Photo by Paul Bieniek
Photo by Paul Bieniek

Paul Bieniek
pbb001@marietta.edu

With the goal of making Marietta College a safer environment for all, MC students and staff clambered through Andrews Hall into the bright, spacious Great Room to attend the latest Safe Zone training session on January 27.

During the three-and-a-half hour event, attendees learned LGBTQ+ vocabulary, participated in a discussion with a student/staff panel, and watched a video about the trials of a teenage transgender couple. At the end, participants had the opportunity to a sign a contract to become official Safe Zone members as part of a visible support network for the LGBTQ+ community.

The session on Jan. 27 was the first in which students could participate as trainees.

Previously the Task Force had focused on training faculty and staff because they believed it was of upmost importance they understood the concerns of LGBTQ+ students first. Senior Maggie Watt, who participated in the training, thinks expanding the program to students is a crucial step.

“While I find it very important for students to identify faculty/staff who are allies, it can be equally important to do the same with peers,” said Watt, a pre-med student. “Although it doesn’t seem like much, the visibility that a Safe Zone sticker, pin or sign provides can offer needed support for a student who may need to seek out an ally.”

The Safe Zone program at Marietta College was developed by the LGBT Task Force, which was created in fall 2012 by the Office of Diversity and Inclusion for this sole purpose. The first Safe Zone trainings were held in spring 2014. Jeff Cordell and Andrea Euser-Miller currently serve as co-chairs of the LGBT Task Force and have continued the Safe Zone program. Before the Jan. 27 session, the program had trained nearly 40 faculty and staff members.

Every Safe Zone member receives a sticker to place on their office door. According to Cordell, this is done because the program is all about providing space.

These are signs that this campus has space where there are people conscious of our journeys to discover who we are, just as there are spaces like clubs and teams to express other aspects of our identity,” he said.

Cordell also expressed enthusiasm, particularly since students can be “moving Safe Zones” by placing Safe Zone stickers and buttons on backpacks or laptops.
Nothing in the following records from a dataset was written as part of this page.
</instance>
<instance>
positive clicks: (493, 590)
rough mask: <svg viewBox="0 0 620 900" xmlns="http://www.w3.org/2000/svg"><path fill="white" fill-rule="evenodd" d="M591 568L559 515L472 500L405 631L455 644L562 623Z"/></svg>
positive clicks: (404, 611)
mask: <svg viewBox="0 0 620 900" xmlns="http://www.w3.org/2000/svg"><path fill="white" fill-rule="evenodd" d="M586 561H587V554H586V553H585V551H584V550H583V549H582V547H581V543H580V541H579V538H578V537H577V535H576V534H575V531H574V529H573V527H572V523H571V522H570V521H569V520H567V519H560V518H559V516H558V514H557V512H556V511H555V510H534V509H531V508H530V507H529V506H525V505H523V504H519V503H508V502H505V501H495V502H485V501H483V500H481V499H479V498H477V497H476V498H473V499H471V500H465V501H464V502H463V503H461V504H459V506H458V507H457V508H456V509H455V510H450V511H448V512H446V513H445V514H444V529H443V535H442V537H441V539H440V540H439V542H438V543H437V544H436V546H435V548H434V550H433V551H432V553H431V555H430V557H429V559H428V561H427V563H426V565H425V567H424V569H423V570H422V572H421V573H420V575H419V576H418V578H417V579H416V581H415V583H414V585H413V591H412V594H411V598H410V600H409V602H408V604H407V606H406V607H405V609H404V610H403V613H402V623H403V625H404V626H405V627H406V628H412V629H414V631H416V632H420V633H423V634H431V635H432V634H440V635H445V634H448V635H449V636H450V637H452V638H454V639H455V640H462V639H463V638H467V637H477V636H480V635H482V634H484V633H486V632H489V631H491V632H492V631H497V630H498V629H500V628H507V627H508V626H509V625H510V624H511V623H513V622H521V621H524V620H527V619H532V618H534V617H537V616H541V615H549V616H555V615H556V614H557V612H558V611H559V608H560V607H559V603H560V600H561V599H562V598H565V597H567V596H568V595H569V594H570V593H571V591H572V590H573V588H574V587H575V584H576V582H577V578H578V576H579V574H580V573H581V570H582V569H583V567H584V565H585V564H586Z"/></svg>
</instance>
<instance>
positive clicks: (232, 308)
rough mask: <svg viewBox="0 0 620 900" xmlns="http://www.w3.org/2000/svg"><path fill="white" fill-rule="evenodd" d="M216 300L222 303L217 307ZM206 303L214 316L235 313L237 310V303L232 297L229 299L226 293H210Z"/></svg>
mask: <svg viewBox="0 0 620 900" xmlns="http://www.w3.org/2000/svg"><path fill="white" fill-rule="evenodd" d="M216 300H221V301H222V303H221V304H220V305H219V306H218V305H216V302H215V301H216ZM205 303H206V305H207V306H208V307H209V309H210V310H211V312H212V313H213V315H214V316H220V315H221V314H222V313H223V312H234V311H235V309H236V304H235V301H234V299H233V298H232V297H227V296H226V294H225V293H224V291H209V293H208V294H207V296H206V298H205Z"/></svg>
Moving forward, Cordell said the Task Force plans to test the impact of Safe Zone through another survey. The goal is then to gradually dissolve the Task Force while informing the college administration how to keep the operation moving forward with higher-level oversight.

In the meantime, Cordell hopes to hold Safe Zone trainings for student organizations so that they collectively become Safe Zones which he believes has the potential to “open a lot of hearts and minds”.

Ultimately, he says the program needs to continue in one way or another to change attitudes about the college.

“I hope we can get to the place where we are just known for being an accepting campus, instead of what I think we tell ourselves, which is that we are a less accepting place,” he said.